À l’obscurissime pénombre.
Le moindrissime dans l’obscurissisme pénombre.
L’ultime pénombre. Le moindrissime dans l’ultime pénombre.
Pire inempirable.
Samuel Beckett, Cap au pire, 1982
JEUX DE LUMIÈRE, correspondances de signes ou de significations sont les ingrédients habituels de la mise en scène de notre critique de l’usage des chiffres dans le débat public.
Au spectacle pour ce programme, notre héros favori, le pourcentage et tous les mauvais tours qu’il joue à ses utilisateurs maladroits en calcul sinon malhabiles en manipulations statistiques. Gagner dix points au twittoscope en se trompant de vingt points dans un écart en pour cent, serait-ce une nouvelle recette de communiquant ? Quand la frontière est franchie, plus de limite, « cap au pire, au pire inempirable… »
Pourquoi critiquer ainsi les maladresses relevées dans les médias, dans les campagnes de presse bien intentionnées des organismes gouvernementaux, dans les rapports d’experts supposés garantir le public contre l’ignorance ou la tromperie ? « Ne pas demander. Non. Demander en vain. Mieux plus mal ainsi. » Un jugement féroce mais lucide ?
Si la vérité n’est qu’une ombre prête à se livrer au plus offrant, faut-il s’en tenir à la rhétorique chiffrée de la communication et remonter à la source où elle serait née, la publicité ? Alors renonçons à faire la lumière sur les milliers de milliards d’euros, qu’ils soient partis en fumée ou à trouver dans le bas de laine des contribuables… Pour notre salut, débusquons les âneries chiffrées dans les étiquettes de composition de nos produits alimentaires, ne lisons plus que la pub dans nos magazines, plus rien à perdre pour ce qu’il y a dans le reste… « Ne pas demander si disparition se peut. Dire non. »

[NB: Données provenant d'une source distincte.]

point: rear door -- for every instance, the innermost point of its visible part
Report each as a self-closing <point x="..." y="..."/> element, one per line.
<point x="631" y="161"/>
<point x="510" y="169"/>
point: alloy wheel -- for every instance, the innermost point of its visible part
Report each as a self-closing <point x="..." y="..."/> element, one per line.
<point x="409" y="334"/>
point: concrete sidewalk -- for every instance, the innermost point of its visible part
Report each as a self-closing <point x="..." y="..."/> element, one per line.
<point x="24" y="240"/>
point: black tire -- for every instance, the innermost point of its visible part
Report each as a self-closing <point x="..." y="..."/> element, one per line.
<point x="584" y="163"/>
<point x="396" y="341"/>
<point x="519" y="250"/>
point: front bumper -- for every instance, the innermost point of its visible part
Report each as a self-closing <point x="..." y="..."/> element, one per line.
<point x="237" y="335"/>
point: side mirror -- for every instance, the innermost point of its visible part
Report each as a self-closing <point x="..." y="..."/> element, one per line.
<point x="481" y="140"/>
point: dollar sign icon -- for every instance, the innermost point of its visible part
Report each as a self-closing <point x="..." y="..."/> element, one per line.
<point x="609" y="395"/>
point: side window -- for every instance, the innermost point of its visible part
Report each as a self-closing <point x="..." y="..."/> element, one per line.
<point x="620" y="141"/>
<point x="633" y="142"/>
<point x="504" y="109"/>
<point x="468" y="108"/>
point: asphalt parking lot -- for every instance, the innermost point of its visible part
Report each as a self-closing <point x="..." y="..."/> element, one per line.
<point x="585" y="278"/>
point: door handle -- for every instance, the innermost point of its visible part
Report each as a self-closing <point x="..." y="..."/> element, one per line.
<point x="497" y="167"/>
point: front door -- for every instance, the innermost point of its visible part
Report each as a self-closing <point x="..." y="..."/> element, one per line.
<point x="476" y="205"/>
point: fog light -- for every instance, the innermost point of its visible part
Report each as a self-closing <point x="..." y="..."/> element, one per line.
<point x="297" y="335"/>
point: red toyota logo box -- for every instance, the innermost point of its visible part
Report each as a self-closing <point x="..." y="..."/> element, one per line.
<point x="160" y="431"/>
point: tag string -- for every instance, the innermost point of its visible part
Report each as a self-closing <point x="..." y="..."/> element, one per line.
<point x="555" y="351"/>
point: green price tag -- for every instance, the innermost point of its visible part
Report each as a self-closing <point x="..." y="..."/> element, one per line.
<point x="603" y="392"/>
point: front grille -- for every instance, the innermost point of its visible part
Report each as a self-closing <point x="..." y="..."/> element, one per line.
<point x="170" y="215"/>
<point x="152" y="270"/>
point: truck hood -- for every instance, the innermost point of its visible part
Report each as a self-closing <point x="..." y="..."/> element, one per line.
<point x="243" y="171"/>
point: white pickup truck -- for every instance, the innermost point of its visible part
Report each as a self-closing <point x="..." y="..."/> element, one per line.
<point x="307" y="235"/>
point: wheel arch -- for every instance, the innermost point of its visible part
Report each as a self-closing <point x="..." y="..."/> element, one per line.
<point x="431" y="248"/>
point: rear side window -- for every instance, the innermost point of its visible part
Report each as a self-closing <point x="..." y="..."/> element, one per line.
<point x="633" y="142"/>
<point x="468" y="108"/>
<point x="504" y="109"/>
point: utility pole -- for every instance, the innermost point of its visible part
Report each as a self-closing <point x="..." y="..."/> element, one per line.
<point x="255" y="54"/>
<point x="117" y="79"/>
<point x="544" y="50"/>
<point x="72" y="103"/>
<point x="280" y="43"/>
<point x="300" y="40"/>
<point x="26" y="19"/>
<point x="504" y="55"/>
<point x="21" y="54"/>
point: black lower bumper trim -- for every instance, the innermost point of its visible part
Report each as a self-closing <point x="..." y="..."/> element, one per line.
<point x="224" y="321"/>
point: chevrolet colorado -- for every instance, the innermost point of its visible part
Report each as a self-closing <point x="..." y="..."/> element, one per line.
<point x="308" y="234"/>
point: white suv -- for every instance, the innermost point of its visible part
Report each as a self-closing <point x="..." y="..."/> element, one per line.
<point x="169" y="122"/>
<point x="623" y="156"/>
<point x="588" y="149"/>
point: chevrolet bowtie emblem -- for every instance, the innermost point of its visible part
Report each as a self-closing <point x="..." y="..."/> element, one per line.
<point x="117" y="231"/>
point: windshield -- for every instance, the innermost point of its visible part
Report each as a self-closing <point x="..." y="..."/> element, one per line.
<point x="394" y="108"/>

Ce numéro de la Lettre d’information de Pénombre emprunte beaucoup à la pulp, les illustrations bien sûr, mais aussi un climat qui finit par imposer un style, nos textes formant alors un recueil de sales blagues de comptoir statistiques. Celles que nous entendons raconter et que nous ne pouvons pas ignorer. Désolés de tomber à ce niveau.
Cauchemar allégorique de lui-même ce numéro pulp, pour changer un peu, pour tromper l’ennui sur le quai de la gare en attendant un numéro spécial trains, tramways et autres transports publics. Sous le signe de la déconstruction du nombre où chacun ne parlera que par la voix de tous.